転生したら伯爵令嬢でした(ただし婚約者殺しの嫌疑付き)。容疑を晴らすため、イケメン年下騎士と偽装恋愛を始めます!

5

 ドニ殿下は、国王陛下に向かって、しれっと仰った。



「私は、このモニク嬢を妃に迎えたいと、望んでいるのです。とても控えめで、奥ゆかしい令嬢でしてね」



 気のせいではなく、斜め前から殺気を感じる。私は、極力そちらを見ないようにした。



「ふむ。気に入っておるのなら、いいのではないか?」



 陛下は、さして関心無さげに仰った。どうやら第二王子の嫁など、どうでもいいらしい。ありがとうございます、とドニ殿下はうやうやしく礼を述べられた。



「これで父上にお許しをいただけなかったら、どうしようかと思いましたよ。何せ、根気よくかき口説いて、ようやく今日に漕ぎ着けたのですから」



 殿下は微笑みながら、私の顔をのぞき込まれた。



「ねえ、モニク嬢。そうですよね?」

「ええ。殿下の情熱には、負けましたわ」



 ローズがやっていたのを思い出して、私は上目遣いでお答えした。アルベール様の視線が痛い。演技ですわよ、と私は心の中で絶叫した。

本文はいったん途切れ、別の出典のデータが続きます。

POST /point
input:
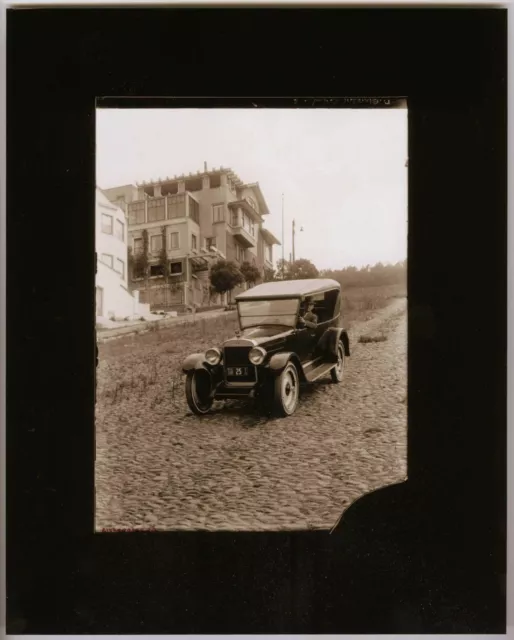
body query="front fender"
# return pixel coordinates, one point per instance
(194, 361)
(279, 361)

「さようか。ドニは、何事にも積極的で、良いことだな」



 陛下が、満足そうに頷かれる。まずい方面で積極的になってらっしゃいますわよ、と私は内心ぼやいた。一方ドニ殿下は、陛下のお言葉を得て、調子に乗られたようだった。



「強力な恋敵が、いたのですけれどね。でも私は、ライバルがいる方が燃えますので」



 言いながらドニ殿下は、意味ありげにアルベール様の方を見やった。アルベール様が、気色ばんだように、何かを言いかける。だが、そのお言葉は、国王陛下によってさえぎられた。



「おや、アルベール殿。そちらのご令嬢が、本日のパートナーか?」



 国王陛下は、真っ直ぐにエミールを見つめておられる。さすがのエミールも、顔に緊張を走らせたが、すぐに礼儀正しくご挨拶申し上げた。



「エミリーと申します。お目にかかれて、光栄でございます」

「エミリー、とな」



 アルベール様が、慌てたように補足される。



「陛下。こちらは、私の遠縁の娘にございます。普段は田舎暮らしで、一度王都へ遊びに来たいと、常々申しておりまして。良い機会と思い、連れて参りました」



 ほう、と陛下は興味深げにエミールを凝視された。



「いくつになる?」

「十八になります」



 おそるおそるといった様子で、エミールがお答えする。陛下は、黙り込まれた。私は、背中に冷や汗が伝うのを感じた。